How Optevia Will Help IBM Access Fastest-Growing Cloud Space

How Optevia Acquisition Will Boost IBM’s Strategic Imperatives

(Continued from Prior Part)

CRM is the largest component of SaaS

Previously in the series, we discussed IBM’s (IBM) latest acquisition, Optevia. We also discussed how Optevia’s acquisition will not only provide IBM with a new avenue of revenue growth but that it will also allow IBM to be part of the fastest growing space in the cloud.

Apart from IBM, IHS (IHS), Blackberry (BBRY), and Accenture have also been drawn to the UK market. It’s the rapid growth expected in the CRM and SaaS (software-as-a-service) space that has prompted IBM to pursue Optevia. In this article, we’ll discuss the growth expected in the SaaS space, of which CRM is the largest component.

SaaS is expected to be fastest-growing segment of cloud

According to the Cisco (CSCO) Global Cloud Index, SaaS is expected to be the fastest-growing cloud service segment through 2018, as the above presentation shows. SaaS is expected to grow at a compound annual growth rate (or CAGR) of 33%, whereas the cloud market as a whole is expected to grow at a CAGR of 24%.

CRM is the largest component of SaaS, which explains Salesforce’s continued double-digit revenue growth.
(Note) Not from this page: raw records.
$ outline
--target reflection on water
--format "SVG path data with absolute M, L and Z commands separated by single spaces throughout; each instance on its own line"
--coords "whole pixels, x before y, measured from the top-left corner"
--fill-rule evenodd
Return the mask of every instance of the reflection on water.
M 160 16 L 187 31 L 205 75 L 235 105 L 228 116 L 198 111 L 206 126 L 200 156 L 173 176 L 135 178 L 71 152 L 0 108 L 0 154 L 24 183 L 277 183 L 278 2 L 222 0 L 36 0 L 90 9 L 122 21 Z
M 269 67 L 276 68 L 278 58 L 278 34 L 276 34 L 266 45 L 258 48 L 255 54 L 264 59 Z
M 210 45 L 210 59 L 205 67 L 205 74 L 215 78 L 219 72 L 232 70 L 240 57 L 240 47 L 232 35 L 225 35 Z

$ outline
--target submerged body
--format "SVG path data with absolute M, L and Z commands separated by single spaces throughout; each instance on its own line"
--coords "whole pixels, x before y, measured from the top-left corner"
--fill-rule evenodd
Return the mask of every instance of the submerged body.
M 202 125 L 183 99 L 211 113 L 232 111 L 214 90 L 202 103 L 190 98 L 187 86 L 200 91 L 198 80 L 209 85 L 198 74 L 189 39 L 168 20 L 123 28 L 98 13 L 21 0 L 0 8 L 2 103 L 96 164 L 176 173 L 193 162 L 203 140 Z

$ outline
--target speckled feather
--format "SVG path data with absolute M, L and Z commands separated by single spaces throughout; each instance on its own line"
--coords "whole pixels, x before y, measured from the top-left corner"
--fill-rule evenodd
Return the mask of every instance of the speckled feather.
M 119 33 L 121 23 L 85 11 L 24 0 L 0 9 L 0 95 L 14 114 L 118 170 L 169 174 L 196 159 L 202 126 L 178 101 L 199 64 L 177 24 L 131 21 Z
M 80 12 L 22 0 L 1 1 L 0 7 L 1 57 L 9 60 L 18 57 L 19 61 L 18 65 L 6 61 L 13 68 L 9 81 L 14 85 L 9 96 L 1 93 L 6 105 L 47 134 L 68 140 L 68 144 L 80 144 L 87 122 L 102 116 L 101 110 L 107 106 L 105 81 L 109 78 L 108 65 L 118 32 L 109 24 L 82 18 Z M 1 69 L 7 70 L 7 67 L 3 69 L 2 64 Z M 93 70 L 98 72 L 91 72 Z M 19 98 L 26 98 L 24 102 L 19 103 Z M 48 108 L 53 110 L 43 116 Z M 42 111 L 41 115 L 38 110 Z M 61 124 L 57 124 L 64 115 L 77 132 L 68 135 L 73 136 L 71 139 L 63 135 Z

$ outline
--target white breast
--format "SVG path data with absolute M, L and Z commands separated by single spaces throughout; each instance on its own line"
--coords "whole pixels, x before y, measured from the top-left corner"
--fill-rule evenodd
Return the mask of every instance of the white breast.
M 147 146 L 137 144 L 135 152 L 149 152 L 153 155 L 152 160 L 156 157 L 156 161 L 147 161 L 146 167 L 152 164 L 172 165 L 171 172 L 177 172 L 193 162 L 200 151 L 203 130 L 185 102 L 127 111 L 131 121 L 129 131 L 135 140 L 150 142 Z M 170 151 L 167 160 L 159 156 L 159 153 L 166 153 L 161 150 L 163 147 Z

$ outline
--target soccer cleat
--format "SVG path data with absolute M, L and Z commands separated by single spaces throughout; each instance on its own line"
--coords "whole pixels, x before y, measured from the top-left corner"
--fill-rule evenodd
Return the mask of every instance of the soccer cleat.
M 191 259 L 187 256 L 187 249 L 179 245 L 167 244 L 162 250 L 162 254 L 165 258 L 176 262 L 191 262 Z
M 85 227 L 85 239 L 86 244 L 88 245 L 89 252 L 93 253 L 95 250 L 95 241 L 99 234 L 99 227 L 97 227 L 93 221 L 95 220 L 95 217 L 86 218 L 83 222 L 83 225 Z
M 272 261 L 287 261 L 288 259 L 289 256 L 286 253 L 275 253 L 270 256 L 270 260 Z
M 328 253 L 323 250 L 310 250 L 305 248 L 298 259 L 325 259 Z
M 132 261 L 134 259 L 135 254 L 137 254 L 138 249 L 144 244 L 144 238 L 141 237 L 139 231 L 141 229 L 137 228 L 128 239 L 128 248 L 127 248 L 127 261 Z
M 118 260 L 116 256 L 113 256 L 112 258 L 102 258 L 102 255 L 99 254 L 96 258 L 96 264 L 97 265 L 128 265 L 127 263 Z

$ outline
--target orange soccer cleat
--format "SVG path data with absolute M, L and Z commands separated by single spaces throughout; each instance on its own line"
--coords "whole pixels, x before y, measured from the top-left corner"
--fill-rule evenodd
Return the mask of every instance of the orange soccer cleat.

If we look at Gartner estimates, though the CRM software market is expected to grow only at a 14.8% CAGR (compound annual growth rate) by 2017, SaaS CRM is expected to grow at 22.6%.

It’s Salesforce’s dominance in the CRM space that made it a potential target for Microsoft (MSFT) though the acquisition did not happen. Salesforce leads the CRM and SaaS space.

Investors interested in gaining exposure to IBM can consider investing in the SPDR S&P 500 ETF (SPY), which has an exposure of 8.7% to application software and invests ~0.7% of its holdings in IBM.